I like single life, you know, good.
Well you can get about hey, you can get lots about.
You can go anywhere you want to go.
But when you get married, well you never know where you are.
You get a rope around your neck, and you never move …
They tell you ‘Oh you can’t go over there!’[72]
Solitude has its own romance: the colourful image of the cowboy, the masculine superiority of the lone bushman, the self-sufficiency of the sailor. The Australian ideal of masculinity, and the images of American westerns value the solitary individualist. Women were not insignificant but they were often absent from the day-to-day working and social lives of men.
Willie and the other men were deeply influenced by Westerns and images of cowboys in books and magazines that reached the remote cattle properties. Movies seen in the towns were also powerful purveyors of modern culture. Most elusive of all in a predominately oral culture was popular song, passed on over campfires and along the road: ‘Just give me land, lots of land and the starry skies above — Don’t fence me in.’
Being a flash dresser and admired by the women wasn’t so bad either. As one man said: ‘I was a young man at that time, good rider, and well dressed’.[73] Men made careful note of their clothing: ‘Them white moleskins, them kind we used to wear, and old tweed you know, tight ones you know, look nice too’.[74]
Going one’s own way, not being tied down, is such an appealing prospect that even some who married chose this course. Peter Fischer got married because his mother wanted to protect him from jealous husbands and fathers.
Too many women were chasing me. And my mother think world of me, he didn’t want ’is son to get in any trouble like … I had married women all chasing me, I was a beautiful looking young man. My mother growled [at] me then, ‘You have to get married’. So she picked me out one there …
I should have picked one out for meself … I reckon I’d have been much happier you know.[75]
Peter and his wife raised a large family, seven boys and seven girls, but his wife left him in later life: ‘But it was sad, she walked out on me’. Peter Fischer may have been the object of sexual jealousy but he eschews the sentiment: ‘I’m not a jealous man, I’m not a woman fighter’. Peter believes it is better to allow people their freedom, even if it means losing them: ‘I think maybe better life for her, that she go the way she want to go and I go my way. And that’s how we come parted.’[76]

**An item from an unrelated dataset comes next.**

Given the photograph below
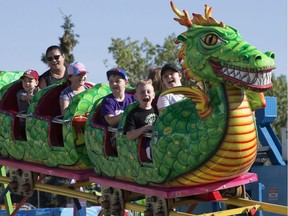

Expressions of a ‘lost love’, and jokes about finding another husband or wife, acknowledge that one’s choices are determined by circumstances as much as by individual will. But merely raising the possibilities inherent in these regrets is an act of ‘rewriting’, an act of permanent resistance, intimating not just the possibility of different choices but a different world in which to make them. This questioning of past actions and experiences examines not only individual moral and personal choices but also the definition of those choices by society and community. The modern cultural emphasis on individual freedom has opened up possibilities of multiple partners and non-sanctioned liaisons, but it should be recognised that — as in the romantic epics — these freedoms have also contributed to social and individual turmoil and uncertainty.